Egyptian High Priest of Amun

Djedkhonsuefankh was a High Priest of Amun in Thebes believed to have been in office from 1046–1045 BC.

==High Priesthood==
It is often assumed that he was a son of Pinedjem I who succeeded his brother Masaherta during a time of great turmoil in the city of Thebes. Jürgen von Beckerath has even suggested that it is possible that he died a violent death, accounting for his very short reign. Kenneth Kitchen considered this possibility as well, but also stated that "this may be an over-dramatic interpretation of his brief rule".

All we actually know of his existence is the bare mention of his name on the now–lost coffin of his son. There it reads, according to Cecil Torr:
"[...]re, son of the first prophet of Amun, Djed-Khons-ef-ankh, son of the Lord of the Two Lands, Pinedjem, Beloved of Amun, first prophet of Amun", with the name Pinedjem enclosed in a cartouche.

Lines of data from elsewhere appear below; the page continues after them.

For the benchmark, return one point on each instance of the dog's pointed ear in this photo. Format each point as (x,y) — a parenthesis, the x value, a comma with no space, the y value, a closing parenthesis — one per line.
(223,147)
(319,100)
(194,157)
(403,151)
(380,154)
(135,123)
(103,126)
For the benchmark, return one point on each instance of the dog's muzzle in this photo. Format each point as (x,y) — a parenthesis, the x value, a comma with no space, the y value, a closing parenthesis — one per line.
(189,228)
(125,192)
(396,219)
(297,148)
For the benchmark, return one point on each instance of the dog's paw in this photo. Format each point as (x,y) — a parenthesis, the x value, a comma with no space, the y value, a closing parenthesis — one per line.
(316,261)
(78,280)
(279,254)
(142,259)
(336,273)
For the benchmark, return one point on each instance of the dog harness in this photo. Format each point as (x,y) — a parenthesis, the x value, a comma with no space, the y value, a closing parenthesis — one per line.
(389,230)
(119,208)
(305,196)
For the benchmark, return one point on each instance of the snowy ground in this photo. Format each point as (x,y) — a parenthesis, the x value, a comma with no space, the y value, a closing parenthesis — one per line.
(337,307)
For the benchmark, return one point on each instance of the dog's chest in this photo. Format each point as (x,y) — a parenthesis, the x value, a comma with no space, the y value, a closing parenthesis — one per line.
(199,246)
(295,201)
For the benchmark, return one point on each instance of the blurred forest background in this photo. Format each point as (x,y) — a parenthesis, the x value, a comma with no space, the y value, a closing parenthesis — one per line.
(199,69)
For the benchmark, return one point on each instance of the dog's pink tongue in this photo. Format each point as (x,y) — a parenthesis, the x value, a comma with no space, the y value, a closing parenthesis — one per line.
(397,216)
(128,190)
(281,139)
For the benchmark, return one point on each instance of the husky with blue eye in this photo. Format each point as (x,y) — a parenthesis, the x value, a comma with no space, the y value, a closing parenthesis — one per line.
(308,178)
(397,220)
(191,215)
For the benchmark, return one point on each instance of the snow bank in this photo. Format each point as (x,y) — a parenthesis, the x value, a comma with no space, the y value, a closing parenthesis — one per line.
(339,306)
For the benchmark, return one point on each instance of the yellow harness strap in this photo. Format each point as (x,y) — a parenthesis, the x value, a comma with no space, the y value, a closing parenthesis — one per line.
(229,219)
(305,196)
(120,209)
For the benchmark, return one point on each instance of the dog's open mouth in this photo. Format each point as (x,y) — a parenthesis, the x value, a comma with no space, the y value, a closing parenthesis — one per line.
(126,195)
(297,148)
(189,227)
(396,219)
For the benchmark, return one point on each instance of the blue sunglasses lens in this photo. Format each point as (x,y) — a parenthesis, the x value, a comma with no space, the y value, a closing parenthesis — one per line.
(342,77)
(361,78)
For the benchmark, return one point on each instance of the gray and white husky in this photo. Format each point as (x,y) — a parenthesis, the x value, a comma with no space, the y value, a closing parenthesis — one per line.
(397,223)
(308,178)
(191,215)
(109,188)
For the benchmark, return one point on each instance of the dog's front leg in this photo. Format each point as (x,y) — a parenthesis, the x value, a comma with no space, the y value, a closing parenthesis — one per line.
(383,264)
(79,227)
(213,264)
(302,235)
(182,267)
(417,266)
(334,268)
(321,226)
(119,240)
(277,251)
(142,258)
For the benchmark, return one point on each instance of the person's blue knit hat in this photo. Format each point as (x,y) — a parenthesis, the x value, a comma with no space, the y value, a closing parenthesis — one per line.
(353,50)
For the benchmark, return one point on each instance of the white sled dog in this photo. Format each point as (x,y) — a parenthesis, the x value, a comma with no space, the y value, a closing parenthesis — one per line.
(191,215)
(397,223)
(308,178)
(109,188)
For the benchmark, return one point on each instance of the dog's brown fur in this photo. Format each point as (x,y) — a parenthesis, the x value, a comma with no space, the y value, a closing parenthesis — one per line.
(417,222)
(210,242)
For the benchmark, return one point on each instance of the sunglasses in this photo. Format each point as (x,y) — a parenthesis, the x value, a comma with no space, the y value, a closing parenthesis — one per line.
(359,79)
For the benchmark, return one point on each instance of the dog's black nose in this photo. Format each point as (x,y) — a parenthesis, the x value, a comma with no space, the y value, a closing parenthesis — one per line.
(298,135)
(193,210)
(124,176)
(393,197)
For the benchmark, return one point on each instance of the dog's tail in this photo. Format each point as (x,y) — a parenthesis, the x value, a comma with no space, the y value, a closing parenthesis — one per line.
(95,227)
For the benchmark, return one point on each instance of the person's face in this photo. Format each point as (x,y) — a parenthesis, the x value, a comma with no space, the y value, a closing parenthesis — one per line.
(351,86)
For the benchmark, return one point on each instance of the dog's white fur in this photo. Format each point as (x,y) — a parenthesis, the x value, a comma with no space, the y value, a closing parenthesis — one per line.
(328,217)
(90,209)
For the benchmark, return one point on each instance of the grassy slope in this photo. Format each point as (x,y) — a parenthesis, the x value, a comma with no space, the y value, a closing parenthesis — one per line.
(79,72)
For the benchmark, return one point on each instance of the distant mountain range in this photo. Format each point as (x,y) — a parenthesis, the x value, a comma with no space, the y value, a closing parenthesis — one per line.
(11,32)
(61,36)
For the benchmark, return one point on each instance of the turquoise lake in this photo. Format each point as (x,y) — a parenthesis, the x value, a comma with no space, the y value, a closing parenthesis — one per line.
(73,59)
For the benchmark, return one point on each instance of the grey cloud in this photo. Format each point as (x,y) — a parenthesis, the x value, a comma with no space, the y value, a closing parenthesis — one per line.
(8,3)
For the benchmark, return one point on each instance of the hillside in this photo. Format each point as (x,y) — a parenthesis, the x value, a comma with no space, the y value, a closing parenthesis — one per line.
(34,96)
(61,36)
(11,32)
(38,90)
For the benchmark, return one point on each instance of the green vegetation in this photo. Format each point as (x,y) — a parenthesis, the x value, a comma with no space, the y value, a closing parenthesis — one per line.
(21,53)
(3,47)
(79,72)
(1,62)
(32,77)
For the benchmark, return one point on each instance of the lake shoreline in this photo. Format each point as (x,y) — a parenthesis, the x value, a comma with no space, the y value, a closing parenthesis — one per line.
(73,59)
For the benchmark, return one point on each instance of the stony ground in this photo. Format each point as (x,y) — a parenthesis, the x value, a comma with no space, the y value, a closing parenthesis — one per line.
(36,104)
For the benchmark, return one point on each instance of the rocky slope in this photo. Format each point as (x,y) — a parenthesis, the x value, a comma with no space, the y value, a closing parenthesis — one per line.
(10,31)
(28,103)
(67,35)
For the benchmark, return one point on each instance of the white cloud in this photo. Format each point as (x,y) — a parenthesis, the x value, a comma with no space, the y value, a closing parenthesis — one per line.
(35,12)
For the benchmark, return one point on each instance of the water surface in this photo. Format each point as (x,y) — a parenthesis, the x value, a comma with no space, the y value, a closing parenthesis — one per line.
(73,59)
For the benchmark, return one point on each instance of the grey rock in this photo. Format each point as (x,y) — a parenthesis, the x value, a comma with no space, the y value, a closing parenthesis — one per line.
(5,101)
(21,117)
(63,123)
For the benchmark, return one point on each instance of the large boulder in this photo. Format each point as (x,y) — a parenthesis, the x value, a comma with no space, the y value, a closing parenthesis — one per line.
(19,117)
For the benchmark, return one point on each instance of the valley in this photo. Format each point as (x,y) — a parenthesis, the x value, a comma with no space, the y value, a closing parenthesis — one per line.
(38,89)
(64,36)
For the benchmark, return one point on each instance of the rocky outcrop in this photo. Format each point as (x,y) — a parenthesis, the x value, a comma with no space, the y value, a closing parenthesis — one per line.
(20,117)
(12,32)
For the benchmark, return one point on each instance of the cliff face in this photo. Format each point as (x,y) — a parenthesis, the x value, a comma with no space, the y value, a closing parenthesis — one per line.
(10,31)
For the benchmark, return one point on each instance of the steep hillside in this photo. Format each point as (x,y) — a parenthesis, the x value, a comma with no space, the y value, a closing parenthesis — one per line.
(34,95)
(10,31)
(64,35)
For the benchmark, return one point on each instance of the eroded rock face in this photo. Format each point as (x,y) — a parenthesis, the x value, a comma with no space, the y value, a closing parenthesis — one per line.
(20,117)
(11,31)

Djedkhonsuefankh is supposed to have been succeeded as High Priest by his brother Menkheperre, which seems to imply that his son "[...]re" either predeceased him, was too young to succeed or was simply passed over for other reasons.

Djedkhonsuefankh's wife is likely to have been Djedmutesankh, a Singer of Amun, who was buried in Tomb MMA60 in Deir el-Bahari.

==Theories==
However, Andrzej Niwiński has suggested that Djedkhonsuefankh was not the son of Pinedjem I, but rather of Pinedjem II, and as such the great grandson of Pinedjem I
Niwiński identifies him with the main official mentioned with the burials of Neskhons in year 5 of king Siamun and of Pinedjem II in year 10 of the same king.
He postulates that Psusennes II (in this model his brother), who probably succeeded his father Pinedjem II as High Priest and succeeded in uniting this title with that of king had Djedkhonsuefankh act as his deputy in Thebes. The title of High Priest on his coffin would then be given posthumously by his son "[...]re"

Niwiński also points out that theophoric names as Djedkhonsuefankh mainly appear very late in the 21st Dynasty.